On Wed, Jan 4, 2017 at 4:35 AM, Renjith R <re...@gmail.com>
wrote:

> Thanks a lot for the comments, Dominik.
>
> To answer your questions..
>
> * How would you ensure feature-parity compared to HSSF/XSSF implementation?
> There are a large number of things that are possible in a workbook, do you
> plan to support all those or only a subset?
>
> Well.. I would like to start it with the XSSF implimentation , as I am not much familiar with the HSSF one.
>
> I am not looking to support a subset, coz no one is going to use it unless it supports some basic functionalities.
>
> * The text seems to indicate that there is already some code already
> available. Can we take a look? You can start a fork of Apache POI fromhttps://github.com/apache/poi/ easily and do the changes there so others
> can take a look and suggest improvements/changes.
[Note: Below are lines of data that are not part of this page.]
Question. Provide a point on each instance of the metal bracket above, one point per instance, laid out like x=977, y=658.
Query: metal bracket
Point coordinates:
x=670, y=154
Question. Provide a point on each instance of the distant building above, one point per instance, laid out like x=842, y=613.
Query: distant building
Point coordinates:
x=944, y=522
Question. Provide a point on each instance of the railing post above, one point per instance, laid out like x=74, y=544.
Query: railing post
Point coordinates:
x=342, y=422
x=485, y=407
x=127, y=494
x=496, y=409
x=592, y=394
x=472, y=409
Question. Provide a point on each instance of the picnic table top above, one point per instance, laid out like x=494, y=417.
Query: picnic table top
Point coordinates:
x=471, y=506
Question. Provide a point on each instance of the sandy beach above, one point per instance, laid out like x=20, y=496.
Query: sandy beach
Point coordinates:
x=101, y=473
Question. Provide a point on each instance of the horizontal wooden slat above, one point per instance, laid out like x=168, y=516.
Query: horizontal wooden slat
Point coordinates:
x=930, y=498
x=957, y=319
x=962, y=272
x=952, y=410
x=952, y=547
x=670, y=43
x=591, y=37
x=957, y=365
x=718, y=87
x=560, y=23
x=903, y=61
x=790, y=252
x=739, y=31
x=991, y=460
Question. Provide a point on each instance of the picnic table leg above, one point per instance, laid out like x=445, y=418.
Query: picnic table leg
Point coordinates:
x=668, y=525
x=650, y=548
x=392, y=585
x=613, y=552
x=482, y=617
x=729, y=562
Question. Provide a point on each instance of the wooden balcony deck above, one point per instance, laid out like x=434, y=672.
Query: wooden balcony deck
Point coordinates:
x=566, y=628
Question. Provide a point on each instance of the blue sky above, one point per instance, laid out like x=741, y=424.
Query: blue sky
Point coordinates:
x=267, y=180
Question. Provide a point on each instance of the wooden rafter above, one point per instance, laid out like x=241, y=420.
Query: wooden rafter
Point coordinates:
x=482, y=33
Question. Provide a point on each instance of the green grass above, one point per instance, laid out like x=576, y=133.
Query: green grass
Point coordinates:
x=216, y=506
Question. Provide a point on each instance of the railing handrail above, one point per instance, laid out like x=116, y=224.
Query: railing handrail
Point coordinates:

Or is it a standalone
> piece of code?
>
> No plans for a stand alone code as long as we can incorporate it with exising functionality. Since we already have a class (org.apache.poi.xssf.streaming.SXSSFWorkbook) that is dedicated to reduce memory consumption, I would like to start with it and see if this can be added as a feature to it. I will also take a look at the code to see if we can leverage any exisitng functionality.
>
> * How would you ensure that the code is maintained over time? As this
> sounds like quite a large chunk of code, are you planning to continue to
> invest some time in the long run? We had some cases where code was
> "donated", but never looked at afterwards, which is bad as it increases the
> code-base, but also increases number of bug-reports and areas that are not
> well covered by tests.
>
> :). I am not looking for a 'code donation' here. I'll be around for a long time.
>
>
> On Sun, Dec 25, 2016 at 4:19 PM, Renjith R <re...@gmail.com>
> wrote:
>
>> I don't know if you are able to see the screenshot in my previous mail.
>> Following was your comment.
>> I would start working on it if you think it worths adding.
>>
>> *From: *Dominik Stadler <d....@gmx.at>
>> *Subject: *Re: Suggestion on how to read huge excel files.
>> *Date: *2015-06-20 15:24 (+0530)
>> *List: *user@poi.apache.org
>> <ht...@poi.apache.org>
>>
>> It seems not that many people need similar functionality currently,
>> however it looks useful for handling very large documents.
>>
>> I looked at it and it looks good, some comments:
>>
>> * The finalize() in the Beans looks strange and should not be needed,
>> these members are freed anyway and having to implement finalize()
>> always looks fishy!
>>
>> Thanks... Dominik.
>>
>>
>>
>> On Sun, Dec 25, 2016 at 4:12 PM, Renjith R <re...@gmail.com>
>> wrote:
>>
>>> Ok. I recall that. It was you who did the code review that time.
>>>
>>>
>>> ​
>>>
>>> On Sun, Dec 25, 2016 at 4:04 PM, Renjith R <re...@gmail.com>
>>> wrote:
>>>
>>>> Thanks, Dominik. I'll try to resend it.
>>>> Let me know if you can see the attachments.
>>>>
>>>> On Fri, Dec 23, 2016 at 6:57 AM, Renjith R <renjith.r.panikar@gmail.com
>>>> > wrote:
>>>>
>>>>> Hi Developers,
>>>>>
>>>>>     Couple of years back I suggested an enhancement to read very large
>>>>> excel files using StAX api. Attached the document. Unfortunately, I did not
>>>>> get a chance to work on it. Do you think it will make sense if I start
>>>>> working on it?. Kindly let me know your suggestions.
>>>>>
>>>>> regards,
>>>>> Renjith
>>>>>
>>>>
>>>>
>>>
>>
>

Re: [Suggestion] Enhancement for reading big excel files

Posted by Renjith R <re...@gmail.com>.
Thanks a lot for the comments, Dominik.

To answer your questions..

* How would you ensure feature-parity compared to HSSF/XSSF implementation?
There are a large number of things that are possible in a workbook, do you
plan to support all those or only a subset?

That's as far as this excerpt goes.